The females start to form their eggs for spawning next spring and the males will start to form their spawn in the fall, so everything needs to consume more calories to accomplish what they need to do.
Even the baitfish need to feed more heavily to get ready for the winter. They will need to change food sources to survive the winter.
Young perch need to get big enough to eat smaller fish and insects over the winter, while young walleyes need to get big enough to eat this years’ small perch as their main forage over the winter.
There are many anglers that are participating in more than one sport during the fall. Duck and goose hunting have been good across the area, with good numbers of birds and warmer temperatures to hold more birds in the area.
Bow hunting for deer is just getting started because hunters need some of the leaves and brush to thin out to be able to see their prey in the woods.
Grouse hunting is very similar to deer hunting and is very dependent on hunters being able to have good visibility in the woods. Visibility is the key to early hunting success, so a little more cold weather and less leaves to give better sight lines for hunters is the key.
Most of the larger walleye lakes are producing a good mixture of fish for anglers. Cass Lake has been one of the better lakes, but it has been receiving a lot of fishing pressure for both walleyes and perch.

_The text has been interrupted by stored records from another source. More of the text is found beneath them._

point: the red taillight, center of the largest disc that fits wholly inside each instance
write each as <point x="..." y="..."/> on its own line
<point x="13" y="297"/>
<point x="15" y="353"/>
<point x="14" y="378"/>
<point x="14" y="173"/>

Lake Bemidji has also been producing good numbers of eating size walleyes and jumbo perch. Huge schools of small perch have kept the walleyes well fed with full stomachs and harder to catch.
Winnibigoshish is full of smaller walleyes that are growing large enough for anglers to keep. There are also good numbers of larger walleyes in Winnie, so many anglers are keeping their “one over” walleyes as part of their limit.
Lake of the Woods has been good for sauger, walleyes and perch along most of the south shore. Anglers have been fishing both in the Rainy River and in the main lake outside of Pine Island. Many anglers have been anchoring where they see the big schools of baitfish and fishing vertically for walleyes with jigs and minnows and also jigging minnows and jigging spoons..
There are many medium-sized lakes with mixed populations of fish to catch in the fall. Anglers can bring with different rods and different baits and see what they run into for fish and change their approach based on what they are seeing.
Crappies and walleyes are a common combination for anglers to fish in the fall. Many lakes also have fishable populations of sunfish, perch, bass and pike along with crappies and walleyes. Lakes for anglers to consider include Blackduck, Plantagenet, Bowstring, Little Winnie, Cutfoot and many others.
Many anglers like to fish Upper Red Lake during the winter, which makes this the perfect time to scout for spots to put a fish house during the winter. Small patches of rocks and other small changes in structure will attract baitfish during the winter and can be key areas for walleyes early in the winter.
Upper Red Lake has a lack of structure, so anglers need to find subtle areas that attract fish early in the season and get them marked on GPS. Anglers also need to find areas close to the places where they have access, so they are close to the places they want to fish.